To explore which combination of pre-radiographic structural features characterize AKOA, we performed a backward stepwise logistic regression where the outcome was AKOA or no AKOA (referent group) at the OAI baseline. Separate models also were conducted for 2 and 1 years prior to the index visit. All 9 semi-quantitative and 3 quantitative pre-radiographic structural features were included in the analysis at each time point. The ability for the combination of pre-radiographic structural features to discriminate between AKOA status was quantified with the C statistic [18]. The discriminatory ability of a model based on the C statistic was classified as: very poor (C < 0.50), poor (0.50 < C < 0.70), good (0.70 < C < 0.80), and strong (0.80 < C < 1.00) [19].

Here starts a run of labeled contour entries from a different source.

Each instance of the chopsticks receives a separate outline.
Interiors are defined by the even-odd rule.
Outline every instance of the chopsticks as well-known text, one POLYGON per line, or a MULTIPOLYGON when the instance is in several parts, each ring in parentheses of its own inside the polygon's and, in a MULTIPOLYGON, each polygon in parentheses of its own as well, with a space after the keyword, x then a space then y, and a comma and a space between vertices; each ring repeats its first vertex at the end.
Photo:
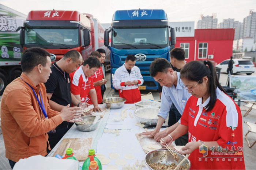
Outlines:
MULTIPOLYGON (((162 138, 161 138, 161 139, 160 139, 160 141, 162 142, 164 142, 163 139, 162 138)), ((171 154, 172 154, 172 155, 173 156, 174 156, 174 153, 173 153, 173 152, 172 151, 172 150, 170 148, 170 147, 169 147, 169 146, 168 146, 168 145, 167 145, 167 143, 165 143, 165 147, 166 147, 166 149, 167 149, 167 150, 168 150, 168 151, 169 151, 171 153, 171 154)))
POLYGON ((190 154, 189 154, 188 155, 186 155, 186 156, 185 157, 185 158, 183 158, 183 159, 182 159, 182 160, 181 161, 180 161, 180 163, 179 163, 178 165, 177 165, 177 166, 176 166, 176 167, 174 169, 174 170, 176 169, 177 169, 179 167, 179 166, 180 166, 180 165, 181 165, 181 164, 183 163, 183 162, 184 162, 185 161, 185 160, 186 160, 186 159, 190 155, 190 154))

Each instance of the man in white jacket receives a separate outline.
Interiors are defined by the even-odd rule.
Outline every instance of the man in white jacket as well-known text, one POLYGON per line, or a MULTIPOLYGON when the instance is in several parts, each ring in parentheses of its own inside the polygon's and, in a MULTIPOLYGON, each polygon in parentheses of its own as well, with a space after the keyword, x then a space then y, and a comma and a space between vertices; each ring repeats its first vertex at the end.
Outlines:
POLYGON ((124 64, 117 68, 113 79, 113 86, 119 90, 119 96, 126 99, 125 103, 134 103, 141 100, 138 86, 144 80, 140 71, 135 66, 134 55, 128 55, 124 64))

All analyses were performed unadjusted, as the purpose of this investigation was to specifically determine the prognostic capability of baseline structural features at associating with future development of incident AKOA. Due to missing MR images at different OAI visits, there are different sample sizes depending on the analysis: OAI baseline (n = 354), 2 years prior to onset (n = 248), 1 years prior to onset (n = 354). There are uneven sample sizes at the different time points because some participants are unable to have a 2 year prior to onset visit (i.e., index visit at the 1-year OAI visit). We conducted a sensitivity analysis for the OAI baseline and 1 year prior to onset analyses limiting the sample to the 248 participants in the 2 years prior to onset analysis. All analyses were performed with SAS Enterprise 7.15 (Cary, NC, USA).